Major missing things right now: Nothing!

Besides those everything works again but this time with a parser and evaluator that is SO MUCH nicer to use, easier to expand upon and has SO MUCH less code duplication. Like seriously, the parser went from 663 lines to 350 lines and the evaluator went from 428 lines to 185. It will get a little bit more once I'm done adding everything back but still nowhere close to where it was before.

WerWolv commented 3 years ago

So, with the latest few commits to the parser_rewrite branch, I finally added back all the features that were there previously with the addition of proper mathematical expressions (like this issue requested originally) and proper rvalues (allowing you to access nested variables like structA.structB.x) :) I'll close this issue when merging the branch into master

blark commented 7 months ago

Hey @WerWolv first off thanks for making ImHex, it's great.
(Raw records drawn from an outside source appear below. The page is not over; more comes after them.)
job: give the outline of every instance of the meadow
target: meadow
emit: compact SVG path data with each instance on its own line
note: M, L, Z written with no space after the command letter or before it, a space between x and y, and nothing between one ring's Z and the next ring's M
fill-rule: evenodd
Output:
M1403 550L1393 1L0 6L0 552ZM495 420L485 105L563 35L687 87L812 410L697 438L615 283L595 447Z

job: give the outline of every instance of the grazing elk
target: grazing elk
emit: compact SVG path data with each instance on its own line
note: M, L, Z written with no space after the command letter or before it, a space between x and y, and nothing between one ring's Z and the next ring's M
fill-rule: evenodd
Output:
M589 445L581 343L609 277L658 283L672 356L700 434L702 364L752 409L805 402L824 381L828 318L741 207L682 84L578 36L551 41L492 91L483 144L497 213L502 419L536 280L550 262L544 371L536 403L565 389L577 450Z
I came here to check if you'd considered Kaitai support and I got my answer. I appreciate your perspective.

There are many pre-existing formats in Kaitai format, would doing some sort of translation from that format to ImHex's native pattern language be something that you'd consider? Having the ability to tap into a library of pre-existing format specifications would be useful.

However, I supposed I'm free to go write my own plugin so I should probably shut up and get coding if I am really interested in that eh? Heh.

WerWolv commented 7 months ago

@blark If you'd like to do that, absolutely! The only requirement I really have is that ImHex doesn't contain more than one format internally. Everything should ultimately go through the pattern language.

There is a script on the ImHex-Patterns repo that tries to do exactly what you're asking but it's not done yet in any way. It's python if you want to expand on that.